When “Catfish” directors Ariel Schulman and Henry Joost were brought on for the third movie, a prequel that flashed back to the ’80s, it seemed like an odd choice but they really stepped things up with some original visual ideas while building on the mythos of the demon that’s been plaguing Katie Featherston and those around her for two previous movies.

This time, we’re back following the story where it left off with the 2010 sequel so we can find out what happened with Katie and her nephew Hunter after he was abducted at the end of “Paranormal Activity 2.” Like with that movie, this one involves a fully functional family, but mainly focuses on teenage daughter Alex (Kathryn Newton), her boyfriend Ben (Matt Shively), younger brother Wyatt and the strange kid from across the street named Robbie (Brady Allen). When the latter’s unseen mother is taken to the hospital for a few days, Robbie is taken in by the family and that’s when all the strange things start happening.

One reason why the series has worked so well so far is the naturalism created by having unknown and non-actors, because you really feel as if you’re watching real people being tormented by pranking spirits, demons or whatever.
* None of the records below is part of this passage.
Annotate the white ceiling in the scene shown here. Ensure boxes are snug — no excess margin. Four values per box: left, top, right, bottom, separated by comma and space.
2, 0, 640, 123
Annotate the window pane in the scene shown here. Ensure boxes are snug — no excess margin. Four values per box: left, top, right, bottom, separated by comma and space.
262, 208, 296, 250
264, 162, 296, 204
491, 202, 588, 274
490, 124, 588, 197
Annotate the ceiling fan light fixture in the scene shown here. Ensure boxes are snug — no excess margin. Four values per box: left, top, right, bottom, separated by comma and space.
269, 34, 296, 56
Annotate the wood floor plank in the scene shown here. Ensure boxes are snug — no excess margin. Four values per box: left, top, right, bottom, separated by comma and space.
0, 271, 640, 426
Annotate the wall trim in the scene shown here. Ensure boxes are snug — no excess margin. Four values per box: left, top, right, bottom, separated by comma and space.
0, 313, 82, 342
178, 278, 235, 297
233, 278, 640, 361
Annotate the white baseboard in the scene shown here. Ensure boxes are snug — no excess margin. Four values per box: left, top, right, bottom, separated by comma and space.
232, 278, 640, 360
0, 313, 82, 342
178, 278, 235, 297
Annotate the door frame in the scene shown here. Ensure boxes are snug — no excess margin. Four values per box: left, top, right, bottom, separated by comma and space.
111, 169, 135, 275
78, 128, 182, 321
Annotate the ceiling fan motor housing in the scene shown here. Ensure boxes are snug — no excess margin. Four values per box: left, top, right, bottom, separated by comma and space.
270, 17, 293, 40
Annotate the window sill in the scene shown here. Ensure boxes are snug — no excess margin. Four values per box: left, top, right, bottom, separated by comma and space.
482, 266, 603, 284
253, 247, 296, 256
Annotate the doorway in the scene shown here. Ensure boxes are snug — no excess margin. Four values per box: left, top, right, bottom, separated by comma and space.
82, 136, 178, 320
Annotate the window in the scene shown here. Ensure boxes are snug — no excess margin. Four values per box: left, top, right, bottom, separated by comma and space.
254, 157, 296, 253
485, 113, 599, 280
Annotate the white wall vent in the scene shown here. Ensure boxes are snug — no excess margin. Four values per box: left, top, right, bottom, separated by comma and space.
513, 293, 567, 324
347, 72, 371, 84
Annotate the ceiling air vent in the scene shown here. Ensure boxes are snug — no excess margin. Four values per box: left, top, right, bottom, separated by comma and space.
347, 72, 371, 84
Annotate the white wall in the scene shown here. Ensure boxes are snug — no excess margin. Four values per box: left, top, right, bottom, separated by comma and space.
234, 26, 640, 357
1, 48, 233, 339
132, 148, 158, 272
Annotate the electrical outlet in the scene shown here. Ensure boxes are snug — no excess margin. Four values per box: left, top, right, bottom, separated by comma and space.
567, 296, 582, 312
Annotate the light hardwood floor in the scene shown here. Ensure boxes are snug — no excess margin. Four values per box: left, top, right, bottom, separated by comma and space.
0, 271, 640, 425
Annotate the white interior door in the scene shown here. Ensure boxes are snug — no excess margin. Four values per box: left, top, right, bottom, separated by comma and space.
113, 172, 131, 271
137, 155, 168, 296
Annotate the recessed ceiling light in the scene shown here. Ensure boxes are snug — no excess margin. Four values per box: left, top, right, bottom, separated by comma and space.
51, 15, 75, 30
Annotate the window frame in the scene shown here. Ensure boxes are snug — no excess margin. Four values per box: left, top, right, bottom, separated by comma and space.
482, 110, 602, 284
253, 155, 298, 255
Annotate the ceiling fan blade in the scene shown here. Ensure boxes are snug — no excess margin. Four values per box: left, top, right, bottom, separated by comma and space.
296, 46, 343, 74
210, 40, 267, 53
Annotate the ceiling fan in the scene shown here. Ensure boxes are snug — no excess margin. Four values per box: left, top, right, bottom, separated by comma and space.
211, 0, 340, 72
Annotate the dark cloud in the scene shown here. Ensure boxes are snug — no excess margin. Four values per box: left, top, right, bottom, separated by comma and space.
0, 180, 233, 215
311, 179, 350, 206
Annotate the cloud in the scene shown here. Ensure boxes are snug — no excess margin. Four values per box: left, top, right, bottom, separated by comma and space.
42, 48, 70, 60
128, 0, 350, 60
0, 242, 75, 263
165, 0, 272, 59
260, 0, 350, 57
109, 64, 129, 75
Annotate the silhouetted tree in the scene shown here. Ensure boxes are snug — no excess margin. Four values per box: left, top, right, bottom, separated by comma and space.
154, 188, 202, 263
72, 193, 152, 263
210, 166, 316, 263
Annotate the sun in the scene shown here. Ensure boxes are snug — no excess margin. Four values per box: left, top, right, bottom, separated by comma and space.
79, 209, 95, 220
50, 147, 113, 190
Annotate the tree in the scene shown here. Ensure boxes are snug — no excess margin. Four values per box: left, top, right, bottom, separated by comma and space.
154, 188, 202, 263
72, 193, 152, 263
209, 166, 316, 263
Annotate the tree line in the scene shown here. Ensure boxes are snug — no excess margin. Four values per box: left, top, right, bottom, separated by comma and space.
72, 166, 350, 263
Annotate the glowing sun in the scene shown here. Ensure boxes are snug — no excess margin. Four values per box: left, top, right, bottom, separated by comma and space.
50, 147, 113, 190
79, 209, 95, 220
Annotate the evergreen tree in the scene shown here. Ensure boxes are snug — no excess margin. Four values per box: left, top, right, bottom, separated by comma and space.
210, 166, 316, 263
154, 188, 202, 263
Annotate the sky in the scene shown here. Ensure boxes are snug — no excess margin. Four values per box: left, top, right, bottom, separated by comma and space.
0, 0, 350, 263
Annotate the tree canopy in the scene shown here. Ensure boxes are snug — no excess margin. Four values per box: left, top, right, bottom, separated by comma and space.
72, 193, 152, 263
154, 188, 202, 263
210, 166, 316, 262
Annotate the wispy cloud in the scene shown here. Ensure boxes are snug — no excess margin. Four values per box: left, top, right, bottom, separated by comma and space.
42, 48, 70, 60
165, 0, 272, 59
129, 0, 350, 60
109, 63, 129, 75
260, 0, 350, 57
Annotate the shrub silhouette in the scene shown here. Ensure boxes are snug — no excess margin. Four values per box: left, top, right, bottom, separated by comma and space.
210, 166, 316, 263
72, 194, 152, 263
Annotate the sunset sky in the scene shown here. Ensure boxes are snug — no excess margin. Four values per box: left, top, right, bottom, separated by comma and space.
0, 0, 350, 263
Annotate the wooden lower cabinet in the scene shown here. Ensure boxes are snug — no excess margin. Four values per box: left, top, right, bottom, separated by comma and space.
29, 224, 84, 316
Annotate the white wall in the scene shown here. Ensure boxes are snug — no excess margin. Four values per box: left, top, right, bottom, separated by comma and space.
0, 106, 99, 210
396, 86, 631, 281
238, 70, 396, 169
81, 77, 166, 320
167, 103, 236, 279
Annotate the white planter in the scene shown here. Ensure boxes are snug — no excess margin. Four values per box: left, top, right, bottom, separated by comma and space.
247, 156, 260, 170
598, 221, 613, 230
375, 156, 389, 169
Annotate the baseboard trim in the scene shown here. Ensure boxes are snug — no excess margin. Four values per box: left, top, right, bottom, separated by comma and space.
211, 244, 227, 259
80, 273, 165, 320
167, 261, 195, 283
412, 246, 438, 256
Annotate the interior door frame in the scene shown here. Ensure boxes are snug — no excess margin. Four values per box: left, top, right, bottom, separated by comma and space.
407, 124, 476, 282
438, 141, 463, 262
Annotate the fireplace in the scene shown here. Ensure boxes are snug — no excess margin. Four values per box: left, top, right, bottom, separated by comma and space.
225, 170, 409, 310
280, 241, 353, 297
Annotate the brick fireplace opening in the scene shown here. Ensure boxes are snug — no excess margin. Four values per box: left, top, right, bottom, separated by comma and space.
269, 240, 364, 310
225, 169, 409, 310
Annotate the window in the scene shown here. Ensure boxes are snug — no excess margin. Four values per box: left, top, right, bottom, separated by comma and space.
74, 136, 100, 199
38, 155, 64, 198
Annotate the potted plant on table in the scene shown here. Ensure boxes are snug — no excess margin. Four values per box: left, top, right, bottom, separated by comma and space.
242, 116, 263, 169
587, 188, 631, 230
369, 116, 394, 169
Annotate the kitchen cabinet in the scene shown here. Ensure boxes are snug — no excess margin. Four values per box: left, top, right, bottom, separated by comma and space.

In this case, Kathryn Newton does a decent job anchoring this one as the teen protagonist, but it’s usually Matt Shively who steals scenes with his sense of humor. They’re both creeped out by Robbie and the fact he keeps appearing in odd places and times, so they decide to use the technology at hand to document Robbie’s mysterious behavior. With that in mind, the visual gimmick is that the film is shot using videophones or laptop webcams, or at least that’s the pretense. This means that at least part of the movie is shot using lots of shaky handheld camera or awkward use of Skype until all the laptops in the house are jury-rigged to keep an eye on things similar to the security cams in the second movie.